Changbin groaned, his body trembling with desire. "y/n, i know how much longer I can hold back," he panted, his voice filled with need. Y/n grinned, her eyes never leaving his cock. "That's the idea, Changbin. Now, let's do this," she said, her hand guiding his cock towards her soaking wet pussy as she lifted herself just enough.
As Changbin's cock brushed against her wet folds, y/n let out a soft moan, her hips bucking involuntarily. "Changbin. I need you inside me.” she said as she began to slide down into Changbins thick cock. Y/n cried out in pleasure, her body writhing as Changbin filled her completely. Changbin watched her every move and expression, his hands gripping her hips as he held her in place, slowly giving in into the pleasure, not being able to resist.

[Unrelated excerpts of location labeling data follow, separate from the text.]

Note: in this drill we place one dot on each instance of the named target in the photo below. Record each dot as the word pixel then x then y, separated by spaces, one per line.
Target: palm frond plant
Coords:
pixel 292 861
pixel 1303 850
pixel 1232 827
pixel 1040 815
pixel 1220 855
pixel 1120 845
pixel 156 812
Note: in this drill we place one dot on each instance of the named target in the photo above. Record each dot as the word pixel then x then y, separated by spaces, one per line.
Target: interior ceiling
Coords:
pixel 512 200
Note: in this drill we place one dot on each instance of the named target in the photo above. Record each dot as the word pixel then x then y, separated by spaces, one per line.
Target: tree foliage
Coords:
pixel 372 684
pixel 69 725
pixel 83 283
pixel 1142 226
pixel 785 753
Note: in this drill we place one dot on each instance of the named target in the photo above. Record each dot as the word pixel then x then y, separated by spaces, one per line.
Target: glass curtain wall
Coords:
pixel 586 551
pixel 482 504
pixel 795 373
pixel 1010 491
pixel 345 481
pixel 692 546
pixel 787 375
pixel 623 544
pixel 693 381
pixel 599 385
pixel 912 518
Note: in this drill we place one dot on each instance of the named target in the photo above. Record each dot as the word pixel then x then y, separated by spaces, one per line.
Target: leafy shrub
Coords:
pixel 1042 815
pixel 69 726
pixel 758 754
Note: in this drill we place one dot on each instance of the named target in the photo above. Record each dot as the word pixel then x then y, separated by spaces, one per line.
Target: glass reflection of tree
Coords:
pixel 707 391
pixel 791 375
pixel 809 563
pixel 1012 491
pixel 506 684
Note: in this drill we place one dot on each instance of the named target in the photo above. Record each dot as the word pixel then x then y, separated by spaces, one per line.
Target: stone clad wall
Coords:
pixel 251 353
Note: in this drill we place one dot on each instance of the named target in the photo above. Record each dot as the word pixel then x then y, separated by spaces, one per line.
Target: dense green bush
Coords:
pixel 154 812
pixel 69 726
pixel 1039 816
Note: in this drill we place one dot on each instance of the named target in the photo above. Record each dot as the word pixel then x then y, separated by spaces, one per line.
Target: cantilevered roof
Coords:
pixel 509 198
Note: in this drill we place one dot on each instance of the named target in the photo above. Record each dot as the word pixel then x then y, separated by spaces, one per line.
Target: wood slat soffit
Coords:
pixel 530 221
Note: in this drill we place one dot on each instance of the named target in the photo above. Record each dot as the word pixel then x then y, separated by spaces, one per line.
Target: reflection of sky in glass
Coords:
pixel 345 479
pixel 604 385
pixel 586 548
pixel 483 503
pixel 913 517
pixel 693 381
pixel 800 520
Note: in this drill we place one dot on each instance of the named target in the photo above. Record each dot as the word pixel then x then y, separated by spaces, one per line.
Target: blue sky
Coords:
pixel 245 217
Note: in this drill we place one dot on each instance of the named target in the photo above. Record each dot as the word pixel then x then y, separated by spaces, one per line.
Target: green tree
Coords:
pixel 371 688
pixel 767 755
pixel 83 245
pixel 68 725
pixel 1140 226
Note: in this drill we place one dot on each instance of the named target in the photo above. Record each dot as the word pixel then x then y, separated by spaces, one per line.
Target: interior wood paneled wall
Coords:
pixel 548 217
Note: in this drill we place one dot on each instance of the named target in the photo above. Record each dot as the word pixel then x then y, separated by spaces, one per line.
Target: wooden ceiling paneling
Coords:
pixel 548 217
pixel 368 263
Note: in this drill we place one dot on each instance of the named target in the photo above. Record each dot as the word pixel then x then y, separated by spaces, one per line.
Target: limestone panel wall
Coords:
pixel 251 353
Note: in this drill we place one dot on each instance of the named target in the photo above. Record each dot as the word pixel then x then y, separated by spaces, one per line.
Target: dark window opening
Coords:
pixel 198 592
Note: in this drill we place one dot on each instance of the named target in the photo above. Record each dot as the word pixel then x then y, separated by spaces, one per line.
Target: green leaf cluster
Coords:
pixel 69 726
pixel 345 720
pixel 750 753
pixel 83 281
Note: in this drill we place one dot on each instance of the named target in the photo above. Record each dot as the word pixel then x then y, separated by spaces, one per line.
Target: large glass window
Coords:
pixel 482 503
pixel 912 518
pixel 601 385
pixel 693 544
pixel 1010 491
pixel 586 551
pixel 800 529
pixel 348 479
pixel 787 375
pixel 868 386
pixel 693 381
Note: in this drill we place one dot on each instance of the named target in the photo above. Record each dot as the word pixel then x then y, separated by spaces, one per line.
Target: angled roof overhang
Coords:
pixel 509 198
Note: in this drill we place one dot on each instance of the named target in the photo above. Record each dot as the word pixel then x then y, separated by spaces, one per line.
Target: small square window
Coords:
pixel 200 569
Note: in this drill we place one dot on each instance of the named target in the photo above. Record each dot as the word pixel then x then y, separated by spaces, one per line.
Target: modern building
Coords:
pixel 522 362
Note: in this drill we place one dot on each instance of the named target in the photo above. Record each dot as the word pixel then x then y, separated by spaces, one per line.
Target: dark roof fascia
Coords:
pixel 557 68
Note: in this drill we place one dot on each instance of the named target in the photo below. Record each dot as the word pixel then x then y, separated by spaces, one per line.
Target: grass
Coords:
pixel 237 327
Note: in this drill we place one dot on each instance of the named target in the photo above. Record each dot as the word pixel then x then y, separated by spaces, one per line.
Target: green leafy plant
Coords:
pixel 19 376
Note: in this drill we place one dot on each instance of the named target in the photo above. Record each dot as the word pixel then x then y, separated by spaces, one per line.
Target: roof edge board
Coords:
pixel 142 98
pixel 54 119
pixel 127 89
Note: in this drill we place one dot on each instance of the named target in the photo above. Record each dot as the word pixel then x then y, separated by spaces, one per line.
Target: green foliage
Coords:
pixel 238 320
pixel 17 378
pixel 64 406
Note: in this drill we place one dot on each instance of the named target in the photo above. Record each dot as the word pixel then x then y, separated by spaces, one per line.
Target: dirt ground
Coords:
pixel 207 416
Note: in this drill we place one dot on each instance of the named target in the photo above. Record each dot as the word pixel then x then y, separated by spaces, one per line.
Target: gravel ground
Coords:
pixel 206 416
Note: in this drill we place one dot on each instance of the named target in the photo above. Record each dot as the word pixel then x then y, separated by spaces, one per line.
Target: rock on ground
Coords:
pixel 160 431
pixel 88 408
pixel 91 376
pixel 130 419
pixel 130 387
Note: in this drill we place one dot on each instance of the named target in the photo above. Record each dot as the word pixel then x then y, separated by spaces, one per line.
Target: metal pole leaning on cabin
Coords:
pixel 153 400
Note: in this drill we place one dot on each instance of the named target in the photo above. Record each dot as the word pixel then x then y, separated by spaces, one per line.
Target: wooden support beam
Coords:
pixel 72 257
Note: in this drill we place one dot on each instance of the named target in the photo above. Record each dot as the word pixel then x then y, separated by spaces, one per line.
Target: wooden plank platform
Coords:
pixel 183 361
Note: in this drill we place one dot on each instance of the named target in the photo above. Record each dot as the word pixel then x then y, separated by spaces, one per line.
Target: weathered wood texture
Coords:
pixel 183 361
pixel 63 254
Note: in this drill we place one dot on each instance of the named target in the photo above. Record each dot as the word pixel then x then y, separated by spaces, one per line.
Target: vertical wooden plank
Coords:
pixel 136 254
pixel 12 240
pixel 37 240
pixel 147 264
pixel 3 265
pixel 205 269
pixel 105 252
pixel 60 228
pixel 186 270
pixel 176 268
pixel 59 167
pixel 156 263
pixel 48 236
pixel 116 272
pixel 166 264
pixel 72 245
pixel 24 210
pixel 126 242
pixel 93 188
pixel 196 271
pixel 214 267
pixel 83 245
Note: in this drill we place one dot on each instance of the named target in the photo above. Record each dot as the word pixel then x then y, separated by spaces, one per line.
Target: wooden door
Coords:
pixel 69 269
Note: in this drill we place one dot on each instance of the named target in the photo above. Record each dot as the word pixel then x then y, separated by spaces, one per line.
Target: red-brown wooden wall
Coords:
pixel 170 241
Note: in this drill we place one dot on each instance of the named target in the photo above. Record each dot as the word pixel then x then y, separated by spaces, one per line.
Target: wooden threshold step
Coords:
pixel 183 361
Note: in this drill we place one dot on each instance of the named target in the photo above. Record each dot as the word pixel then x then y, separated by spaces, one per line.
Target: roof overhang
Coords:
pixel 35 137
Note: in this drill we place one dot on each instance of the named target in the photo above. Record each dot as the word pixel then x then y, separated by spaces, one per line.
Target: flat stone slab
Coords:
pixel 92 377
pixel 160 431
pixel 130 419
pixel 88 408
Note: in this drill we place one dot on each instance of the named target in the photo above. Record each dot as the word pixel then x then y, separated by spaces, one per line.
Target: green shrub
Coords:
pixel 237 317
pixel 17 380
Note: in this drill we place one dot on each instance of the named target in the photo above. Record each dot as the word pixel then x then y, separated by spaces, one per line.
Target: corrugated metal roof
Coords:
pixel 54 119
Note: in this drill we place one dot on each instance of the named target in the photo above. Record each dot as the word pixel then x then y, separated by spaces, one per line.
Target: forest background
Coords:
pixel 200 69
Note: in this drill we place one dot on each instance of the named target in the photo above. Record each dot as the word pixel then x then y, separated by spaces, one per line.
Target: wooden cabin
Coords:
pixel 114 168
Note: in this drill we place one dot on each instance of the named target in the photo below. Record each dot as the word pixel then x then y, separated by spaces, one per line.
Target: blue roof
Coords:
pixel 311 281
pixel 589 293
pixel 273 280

"Oh, Changbin," Y/N whimpered, her fingers digging into his shoulders. "You feel so good inside me." Changbin watched y/n’s expressions as she clenched around his cock. “Fuck it” Changbin then held y/n in place as he thrusted into her with urgency. The room was filled with the sound of their gasps and moans, the tension between them reaching another level.
Changbin's cock throbbed at her moans as y/n gasped and threw her head back in pleasure. Changbin held y/n tight, his hands gripping her hips as he began to thrust into her, each movement deepening the connection between them. Y/n's moans grew louder with each thrust, her nails digging into Changbin's shoulders as she rode the waves of pleasure. "Faster," Y/N pleaded, her hips rocking in perfect rhythm with Changbin's. "Harder, yes, just like that." Changbin obliged, his cock sliding in and out of y/n's tight pussy with ease. The sound of their bodies slapping together filled the room, mingling with y/n's soft moans and Changbin's deep grunts of pleasure.
Y/N's breasts bounced with each thrust, her nipples hard and begging for attention. Changbin leaned in, capturing one of y/n's erect nipples between his lips, teasing it with his tongue, slowly biting it as Y/N continued to ride him. "Uhh, yes…" y/n cried, her voice hoarse with desire. "Just like that, harder, fuck me h-harder…"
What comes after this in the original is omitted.